Alcorn Kicks Off Re-election Bid

Incumbent on the Fairfax County Board of Supervisors, Hunter Mill District gets enthusiastic kickoff.

Walter Alcorn (D) launched his 2023 Fairfax County Board of Supervisors re-election campaign at the Reston YMCA on Feb. 25, surrounded by Democratic-elected officials present and past as well as supporters.

Chairman Jeff McKay of the Fairfax County Board of Supervisors spoke first. “Our values are at stake in this election. … We need to make certain that Walter gets returned to the board because he has a long history of involvement in this community and passion for these issues that we've been able to get across the finish line.”

“This is a chance for Fairfax County to once again lead not only the Commonwealth of Virginia but the rest of the country to show that Democrats are back, progressive policy is working.”

— Mark Keam

McKay rattled off the accomplishments to the standing-room only-crowd that included guest speaker U.Sl Rep. Gerry Connolly (D-11), Mark Keam, deputy assistant secretary, U.S. Department of Commerce and former member of the House of Delegates; Steve Descano, Fairfax County Commonwealth Attorney; county supervisors and school board members and supporters. Kathrine K. Hanley, former chairman of the Board of Supervisors and Providence District supervisor, attended, as did many Democratic candidates running in the upcoming elections.

McKay told of Alcorn’s support for the “4,000 new affordable housing units in the pipeline … the Human Rights Campaign for how we treat our LGBTQ communities … fighting climate change … (and) expanded voting access.”

“We need to send a signal in Hunter Mill District, to the rest of the county, how much you support your Supervisor Walter, but how much we're going to turn out the vote and make sure all Democrats across this county win in November,” McKay said.

After the 2019 election, Keam said Virginians built a strong coalition, and progressive movement focused on children, energy, and the environment. Democrats passed many bills, including adding Virginia as a RGGI state to control carbon emissions, supporting schools, funding teachers and public employees, increasing the minimum wage, and more.

“At the 2023 November (election), which is coming up, as well as June [primary] for many of you in this room … This is a chance for Fairfax County to once again lead not only the Commonwealth of Virginia but the rest of the country to show that Democrats are back, progressive policy is working.”

Keam said the Alcorn had been part of every accomplishment he mentioned. “He has been the greatest champion … He’s done a fantastic job making sure your voice is heard,” said Keam. “That’s why I’m here to support him,” said Keam.

Connolly said, “When we find somebody who brings values and commitment, and personal empathy and caring to public life, we ought to reward that.” 

“Local government works in Fairfax County,“ said Connolly. “We are so lucky to have Walter Alcorn and the character he brings to the job representing us before the Board of Supervisors.

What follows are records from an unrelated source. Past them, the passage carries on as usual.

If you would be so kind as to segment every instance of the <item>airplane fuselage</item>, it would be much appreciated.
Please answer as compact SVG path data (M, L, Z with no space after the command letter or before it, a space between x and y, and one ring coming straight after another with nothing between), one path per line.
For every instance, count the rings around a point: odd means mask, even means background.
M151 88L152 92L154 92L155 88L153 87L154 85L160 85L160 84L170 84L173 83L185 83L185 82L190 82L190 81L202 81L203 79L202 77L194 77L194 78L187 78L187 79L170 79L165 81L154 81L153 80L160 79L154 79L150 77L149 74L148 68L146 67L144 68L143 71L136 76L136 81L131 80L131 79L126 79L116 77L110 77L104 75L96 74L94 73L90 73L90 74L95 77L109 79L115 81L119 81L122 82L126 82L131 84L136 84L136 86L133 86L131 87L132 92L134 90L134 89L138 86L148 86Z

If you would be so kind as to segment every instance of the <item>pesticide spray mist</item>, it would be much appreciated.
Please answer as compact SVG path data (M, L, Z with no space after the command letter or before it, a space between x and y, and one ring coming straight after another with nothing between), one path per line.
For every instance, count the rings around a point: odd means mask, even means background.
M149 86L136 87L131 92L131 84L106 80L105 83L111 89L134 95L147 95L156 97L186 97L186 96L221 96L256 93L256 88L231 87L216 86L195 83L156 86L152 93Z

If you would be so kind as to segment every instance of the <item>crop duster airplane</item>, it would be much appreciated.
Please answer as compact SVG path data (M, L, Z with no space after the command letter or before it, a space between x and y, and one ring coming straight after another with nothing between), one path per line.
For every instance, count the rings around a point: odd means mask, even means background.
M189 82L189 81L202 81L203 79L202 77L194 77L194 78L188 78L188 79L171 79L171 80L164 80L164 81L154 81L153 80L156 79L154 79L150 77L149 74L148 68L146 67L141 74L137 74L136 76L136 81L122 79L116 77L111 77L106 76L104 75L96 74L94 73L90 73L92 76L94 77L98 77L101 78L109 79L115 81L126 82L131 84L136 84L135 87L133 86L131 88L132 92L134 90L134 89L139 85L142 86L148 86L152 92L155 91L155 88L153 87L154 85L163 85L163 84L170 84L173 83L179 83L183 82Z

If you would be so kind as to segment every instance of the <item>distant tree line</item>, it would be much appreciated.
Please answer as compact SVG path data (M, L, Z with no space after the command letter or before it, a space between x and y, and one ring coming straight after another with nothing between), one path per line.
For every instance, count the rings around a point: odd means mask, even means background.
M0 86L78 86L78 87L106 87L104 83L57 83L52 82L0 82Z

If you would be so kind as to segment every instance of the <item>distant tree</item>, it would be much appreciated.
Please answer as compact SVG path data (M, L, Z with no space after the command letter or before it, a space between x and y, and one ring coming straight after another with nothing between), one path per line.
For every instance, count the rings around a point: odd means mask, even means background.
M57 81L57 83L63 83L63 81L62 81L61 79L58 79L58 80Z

Alcorn explained how local government to him is the most important level of government. “That’s why I do this,” Alcorn said. He added that folks know the people making the decisions at the local level. “That’s when you get the best government, at least when you elect the right people,” Alcorn said.

Alcorn said he wanted the community involved in land use decisions. 

“[Reston’s] comprehensive plan should include equity in an explicit way and should include community health in an explicit way,” Alcorn said. 

Alcorn said in the first campaign that when it came down to Reston’s two golf courses, he would listen to the community surrounding the course. He did that. On the county level, he supported the behavioral health model, “where if someone is having a mental health crisis, we don’t always send a police officer with a gun and a taser,” Alcorn said. Instead, people who are trained specifically in mental health crisis intervention respond. He told of fully funding FCPS and pushing for “Charge Up Fairfax” plug-in charging facilities at locations with private garages and how that “is a real challenge; is not easy.”

“Remember that on election day, and actually even before election day, make sure you get out to vote, tell your neighbors, talk to them now, basically lay the groundwork now because we've got to get out [to vote].”